The easy answer is just that it was kid brain: I liked the sunny yellow trucks. I liked seeing them move. I’d draw them in my free time, recreate them with LEGOs. 

But I also liked that if they were stopping at peoples’ houses, something good was happening. I understood it. That’s the deeper thing that goes beyond kid brain, the thing that’s still in me. I understood that someone was getting paid to deliver food, which everybody needs, to people who could afford it. That was a job I could grasp. It was work in the purest sense. A guy did labor that provided tangible worth for his customers. I could do that job. 

To this day I don’t really know what my dad did for a living. He was a house insurance adjuster. There was lots of paperwork, he was never home, and never happy. He complained about contractors a lot. That was one kind of work, a kind I didn’t think I could do. But here was something like what my grandpa did. He hauled oil from Bakersfield to Los Angeles. Makes sense. Oil makes cars work. Got it. This was the same thing but with ice cream instead of poison.

Try as I might, that’s still how I’m wired. I sift through dozens of job descriptions a day without comprehending word one. All written in a foreign language, inaccessible, closed-off forever. The ones that pay actual money, which is probably not a coincidence. The white collar economy and being part of it is something that fundamentally baffles me. But I can drive a truck and I can swing a hammer. I can move things from one place to another place. That sounds true and honest. And it’s part of why I write, to work through my confusion, to approach understanding and own up to my need to figure all this shit out that feels beyond me.

The Schwan’s man came until all the kids got grown. The time when our life was structured such that we could use his services had ended. It was sad to see him go but really just because it was one less guy my dad could have friendly conversations with, conversations that had no risk of going sideways because they weren’t about unsolvable problems. One of the last times he showed up, he gave me something he got for his 20th anniversary with the company. Imagine that, 20 years at one company and they pay you the whole time. Unbelievable.
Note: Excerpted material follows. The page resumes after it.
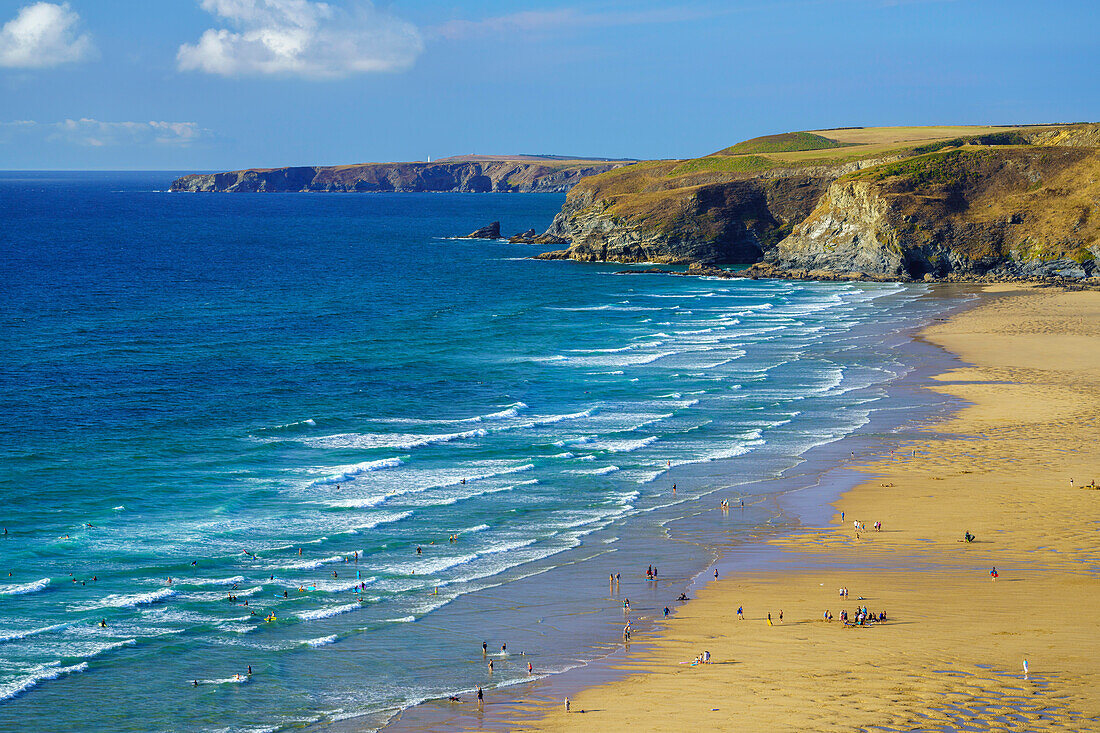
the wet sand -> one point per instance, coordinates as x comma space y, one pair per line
1011, 468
I’m sick with jealousy.

The thing he gave me was a little model of their first round of yellow trucks. A ‘50s Dodge. I loved that damn thing and looked at it all the time. I still keep it on my shelf as a reminder of valuing honest work even if it’s silly and irrelevant, of keeping the equation of society simple. It’s a truck and you do your job with it. It’s a Dodge. Merle Haggard always said they were more reliable than Fords and Chevys. Says the company’s in Marshall, Minnesota. I’ve never been to Minnesota and all I really know is it gets cold in Minnesota. In the winter I guess you’d need to wear a coat.